Sabtu, 10 Desember 2011

Revitalisasi Migas: Sebuah Muhasabbah

Hari ini, 10 Desember 2011 saya berkesempatan untuk menjadi salah seorang moderator di acara seminar nasional yang diadakan oleh Seksi Mahasiswa Ikatan Ahli Teknik Perminyakan Indonesia. Bertempat di Ruang Seminar Fakultas Teknologi Mineral UPN "Veteran" Yogyakarta.

Agak canggung memang, mengingat saya belum punya memiliki pengalaman yang cukup di Indistri Migas, baru sebulan lalu kira kira saya lulus dari jurusan Teknik Perminyakan UPN "Veteran" Yogyakarta. Dua pembicara yang saya anggap sangat hebat dalam sesi pertama, sesi yang saya bawakan. Profesor Dody Abdasah, salah seorang guru besar di Bidang Perminyakan, dosen Teknik Perminyakan Institut Teknologi Bandung, orang yang selama ini hanya saya lihat namanya di sebuah buku lusuh tentang Well Test, yang menjadi buku pengantar tidur saya, sekarang orang tersebut ada di hadapan saya dan satya diminta untuk memancu beliau bercerita banyak tentang Lapangan Marginal.

Yang kedua, seorang yang menjadi panutan saya selama ini, Afar Alzubaid, Manager Operasional TAC-Pertamina BWP Meruap, sekaligus manager EOR di samudra Energi, seseorang yang masih cukup muda, kalau ditaksir masih sekitaran 35an, namun sudah menjelajah eropa, malaysia, bahkan middle east. Sudah 7 perusahaan beliau tempati, dan banyak pengalaman yang mengagumkan yang sudah beliau miliki, baik dalah hal managerial maupun dalam hal keteknisan.

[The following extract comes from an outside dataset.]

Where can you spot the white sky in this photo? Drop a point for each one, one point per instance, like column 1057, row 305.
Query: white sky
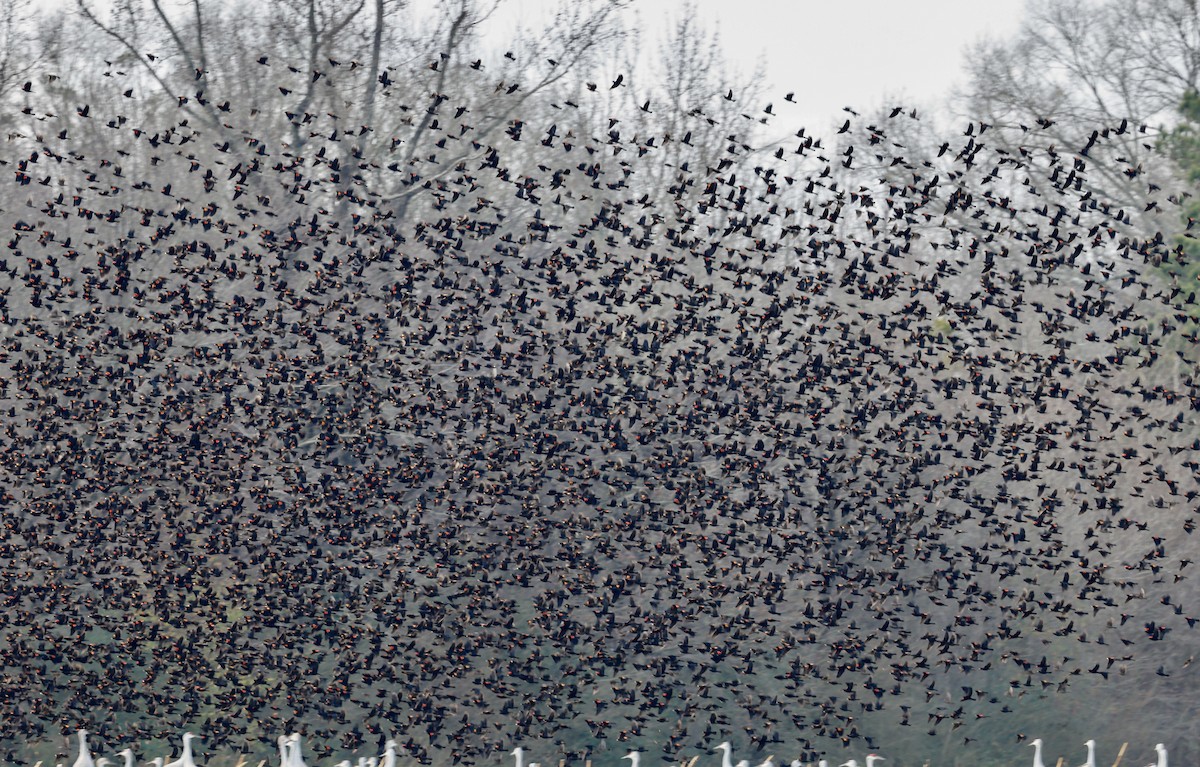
column 838, row 53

pembicara lain yang hadir dalam seminar ini antara lain bapak Hapoasn Napitupulu dari BPMigas, Bapak bagus Sudaryanto dari Pertamina EP, dan Kepala ESDM Blora.

Mengapa saya berikan judul revitalisasi migas adalah suatu muhsabbah?

Revitalisasi berarti perbuatan menghidupkan atau menggiatkan kembali, menggiatkan apa? apakah menggiatkan kegiatan migas? Kalau iya, itu berarti selama ini kegiatan migas di Indonesia mengalami masa reses? Atau bahkan mati?
Bukan itu maksudnya. Revitalisasi dalam ini menggiatkan sesuatu hal menjadi lebih baik. Dalam hal ini produksi migas.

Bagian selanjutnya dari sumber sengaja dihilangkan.